For Christmas because of her reports and progress, our little one was taken off the list- temporarily; it was very exciting on our part, we thought we had it good. Unfortunately the tone changed and concerned doctors and specialists thought it was best to put her back on at the end of January; so it was up for serious discussions and then our baby was put back on the list on the 3rd or 4th of February 2011.On the late morning @ 12:10am of Feb 5th I received a call from her doctor stating she had a 90% match for my girl. (I always imagined what that day would of been like many times in my head but all I know is I was all alone and very shocked, worried, scared, unsure if I was supposed to say yes, what to do..) It fully didn't register what was about to take place and her dad was out of town supposed to come back the same night: would he make it?

They wheeled her in behind those doors passed 12 midnight on the February 5, 2011. I didn't see her again until 5:30am February 6, 2011. Her father's and I's life was about to change in ways we couldn't even imagine-God, & Sick kids gave our daughter a second chance at a brand new life. We can't be more grateful for all the help, support, and new friends now family we got from this hospital. Sick kids are like angels from the sky what they do on a daily basis is overwhelming and complicated for anyone to fathom or even understand but they are the greatest.

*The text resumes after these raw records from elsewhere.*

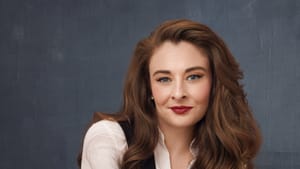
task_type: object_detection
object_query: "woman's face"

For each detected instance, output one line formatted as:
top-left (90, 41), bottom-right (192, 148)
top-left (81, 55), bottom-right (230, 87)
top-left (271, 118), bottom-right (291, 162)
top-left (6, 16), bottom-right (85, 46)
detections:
top-left (149, 41), bottom-right (212, 131)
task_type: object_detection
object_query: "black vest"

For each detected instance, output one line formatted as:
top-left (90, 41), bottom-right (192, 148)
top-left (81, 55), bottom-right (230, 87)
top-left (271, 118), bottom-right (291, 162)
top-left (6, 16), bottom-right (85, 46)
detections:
top-left (119, 121), bottom-right (155, 169)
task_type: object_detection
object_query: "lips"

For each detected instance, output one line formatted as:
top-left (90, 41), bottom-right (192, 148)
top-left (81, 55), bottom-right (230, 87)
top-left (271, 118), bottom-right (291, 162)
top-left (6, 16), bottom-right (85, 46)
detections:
top-left (170, 106), bottom-right (193, 115)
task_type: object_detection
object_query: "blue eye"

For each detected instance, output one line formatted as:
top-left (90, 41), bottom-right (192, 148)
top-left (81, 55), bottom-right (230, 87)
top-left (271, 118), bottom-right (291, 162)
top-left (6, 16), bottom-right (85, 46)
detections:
top-left (157, 77), bottom-right (171, 83)
top-left (187, 75), bottom-right (202, 80)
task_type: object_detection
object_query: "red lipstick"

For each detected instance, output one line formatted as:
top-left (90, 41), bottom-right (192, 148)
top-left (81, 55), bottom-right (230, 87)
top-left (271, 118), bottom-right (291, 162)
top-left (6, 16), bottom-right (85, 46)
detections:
top-left (170, 106), bottom-right (193, 115)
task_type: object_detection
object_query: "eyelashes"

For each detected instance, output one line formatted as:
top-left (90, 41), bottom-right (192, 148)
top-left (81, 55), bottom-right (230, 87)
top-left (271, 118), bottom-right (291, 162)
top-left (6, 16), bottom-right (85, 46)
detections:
top-left (156, 74), bottom-right (204, 83)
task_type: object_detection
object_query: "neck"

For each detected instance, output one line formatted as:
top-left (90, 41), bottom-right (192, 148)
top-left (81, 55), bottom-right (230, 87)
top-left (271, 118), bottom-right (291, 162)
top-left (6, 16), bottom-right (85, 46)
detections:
top-left (160, 125), bottom-right (193, 154)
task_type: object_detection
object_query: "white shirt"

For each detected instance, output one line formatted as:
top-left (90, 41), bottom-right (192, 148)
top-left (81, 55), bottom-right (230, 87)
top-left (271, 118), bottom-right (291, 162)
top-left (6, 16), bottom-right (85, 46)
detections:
top-left (81, 120), bottom-right (195, 169)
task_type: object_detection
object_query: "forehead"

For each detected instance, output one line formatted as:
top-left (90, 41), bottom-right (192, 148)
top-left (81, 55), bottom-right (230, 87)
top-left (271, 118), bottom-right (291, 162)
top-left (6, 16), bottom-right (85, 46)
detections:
top-left (149, 41), bottom-right (209, 72)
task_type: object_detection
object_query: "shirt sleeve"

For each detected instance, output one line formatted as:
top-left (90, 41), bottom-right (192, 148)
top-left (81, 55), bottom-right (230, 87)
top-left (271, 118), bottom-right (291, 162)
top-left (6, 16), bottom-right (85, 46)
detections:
top-left (81, 120), bottom-right (127, 169)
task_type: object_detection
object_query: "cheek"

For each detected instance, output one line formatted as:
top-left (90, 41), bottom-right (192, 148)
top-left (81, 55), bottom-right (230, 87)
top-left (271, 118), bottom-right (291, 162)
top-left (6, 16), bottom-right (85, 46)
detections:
top-left (193, 83), bottom-right (211, 104)
top-left (151, 85), bottom-right (169, 105)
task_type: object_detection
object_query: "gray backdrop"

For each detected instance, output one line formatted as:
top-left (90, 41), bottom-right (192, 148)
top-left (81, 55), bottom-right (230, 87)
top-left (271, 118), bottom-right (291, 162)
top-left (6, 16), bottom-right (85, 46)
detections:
top-left (0, 0), bottom-right (300, 169)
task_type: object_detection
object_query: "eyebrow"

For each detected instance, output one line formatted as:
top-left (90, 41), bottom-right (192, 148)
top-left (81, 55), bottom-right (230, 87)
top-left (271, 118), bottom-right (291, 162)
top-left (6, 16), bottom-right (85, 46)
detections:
top-left (152, 66), bottom-right (207, 76)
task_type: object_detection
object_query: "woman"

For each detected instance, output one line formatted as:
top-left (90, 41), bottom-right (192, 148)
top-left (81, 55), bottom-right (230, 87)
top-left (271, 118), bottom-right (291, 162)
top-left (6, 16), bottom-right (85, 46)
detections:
top-left (81, 20), bottom-right (261, 169)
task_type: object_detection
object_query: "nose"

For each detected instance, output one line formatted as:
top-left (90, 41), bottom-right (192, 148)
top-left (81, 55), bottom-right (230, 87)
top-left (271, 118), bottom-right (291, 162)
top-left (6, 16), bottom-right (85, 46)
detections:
top-left (172, 81), bottom-right (186, 100)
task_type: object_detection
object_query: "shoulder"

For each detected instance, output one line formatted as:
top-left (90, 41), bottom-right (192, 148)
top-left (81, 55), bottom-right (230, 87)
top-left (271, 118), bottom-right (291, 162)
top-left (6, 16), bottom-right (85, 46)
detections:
top-left (82, 120), bottom-right (128, 168)
top-left (85, 120), bottom-right (126, 146)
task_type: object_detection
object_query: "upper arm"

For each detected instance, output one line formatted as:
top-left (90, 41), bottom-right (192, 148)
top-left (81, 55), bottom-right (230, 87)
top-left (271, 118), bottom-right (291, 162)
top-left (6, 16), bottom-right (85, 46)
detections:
top-left (82, 120), bottom-right (127, 169)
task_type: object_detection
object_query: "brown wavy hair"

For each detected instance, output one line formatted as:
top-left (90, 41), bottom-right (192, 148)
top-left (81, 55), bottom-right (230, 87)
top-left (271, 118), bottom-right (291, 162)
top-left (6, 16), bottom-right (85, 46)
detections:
top-left (78, 20), bottom-right (261, 169)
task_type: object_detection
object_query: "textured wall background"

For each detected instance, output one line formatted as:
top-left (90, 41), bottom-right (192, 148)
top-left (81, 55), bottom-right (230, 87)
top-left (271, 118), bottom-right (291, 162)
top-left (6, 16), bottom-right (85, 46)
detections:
top-left (0, 0), bottom-right (300, 169)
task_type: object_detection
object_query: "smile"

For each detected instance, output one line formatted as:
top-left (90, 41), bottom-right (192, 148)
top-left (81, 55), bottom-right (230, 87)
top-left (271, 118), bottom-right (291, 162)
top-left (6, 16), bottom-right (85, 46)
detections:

Nevaeh Hamilton is 2 years and 4 months old now and has went through a thorough beginning but just so the balance of her days become effortless. After coming through an open heart surgery at the beginning of 2011 in February; she than had a lapse with a virus still unknown to us a month after in March, a week before my birthday. It knocked her out with seizures for a full week( a full head to toe makeover). To be able to travel in July 2011 for our long awaited wedding in Jamaica. To than the unexpected loss of her father in December 2011; in closing off the year. In his eyes she was the ultimate gift; if you saw them together you knew his love for her was exceptional.

To the donor we stretch our hands to and can only imagine your ordeal that actually united us both, but from a mom of 4 now whom thought that I could and wouldn't have a girl to have one and partly because of you get to keep her; I am very humble and forever thanking you. You will always be a part of us. She is so alive, vibrant, loves to smile, very outgoing, has an attitude but it’s to die for. Loved by all that encounters her, she has changed many.

In her short time to date is "truly our piece of heaven"; Her purpose may not be known now ;BUT ALL WILL KNOW HER IN TIME!